Recent developments in aerosol technology to find an alternative to ‘CFC’ aerosols containing chemicals which are destroying the ozone layer have resulted in dissolving the steroid drug in a new Hydro-flouro-alkane propellant gas in the aerosol can, instead of drug particles being suspended in the liquid CFC gas, which explains why the aerosol has to be shaken before use. The result is that the new aerosol produces really tiny particles of the steroid drug as small as one micron which have been positively demonstrated by radio-active studies to penetrate right down to the smallest bronchial tubes.

The importance of this development is that up to the present time the particles of steroid drug produced by CFC aerosols have been comparatively large, therefore able to reach only the larger bronchial tubes, but now these micro-aerosols have been shown to reach the smaller bronchi.
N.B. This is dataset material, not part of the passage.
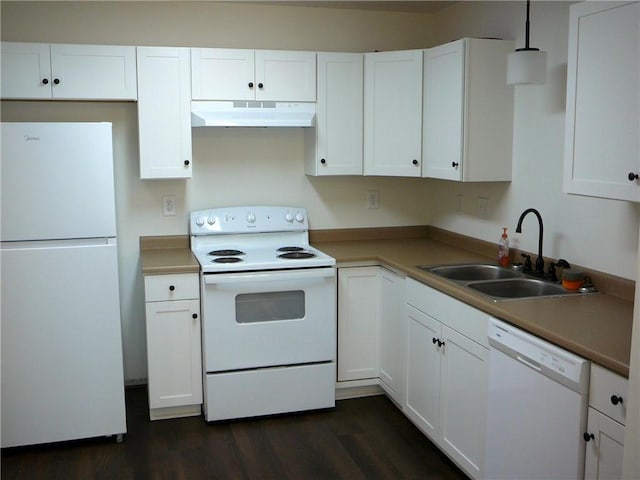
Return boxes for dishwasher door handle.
[516,355,542,372]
This is of great potential importance because it means that for the very first time the whole lung can be being treated by inhaled steroid aerosols. In my opinion this development is a real breakthrough which was not noticed even by some experts in the field. This was pointed out in a letter from me to the Editor of the Lancet published in February 2003.

Unfortunately these aerosols are not yet in general use because most doctors in the UK have never heard of this important development in treatment, although Qvar has actually been prescribable on the NHS for at least four years and is not expensive. Unfortunately some NHS Pharmacy Advisers are advising GP’s not to prescribe Qvar for some ill-defined reason. In any event CFC aerosols are all being phased out, so all aerosols for asthma are changing to this system. This change is not because this development enables the smallest bronchi to be treated for the first time, but because of the possible effect of tiny medical aerosols containing CFCs on the ozone layer!

 

 
Appearance in 1971, after 5 years on oral steroids for asthma
 
One year after transfer to Becotide. 'Slimmer of the year' 1972. Still taking Becotide 2005.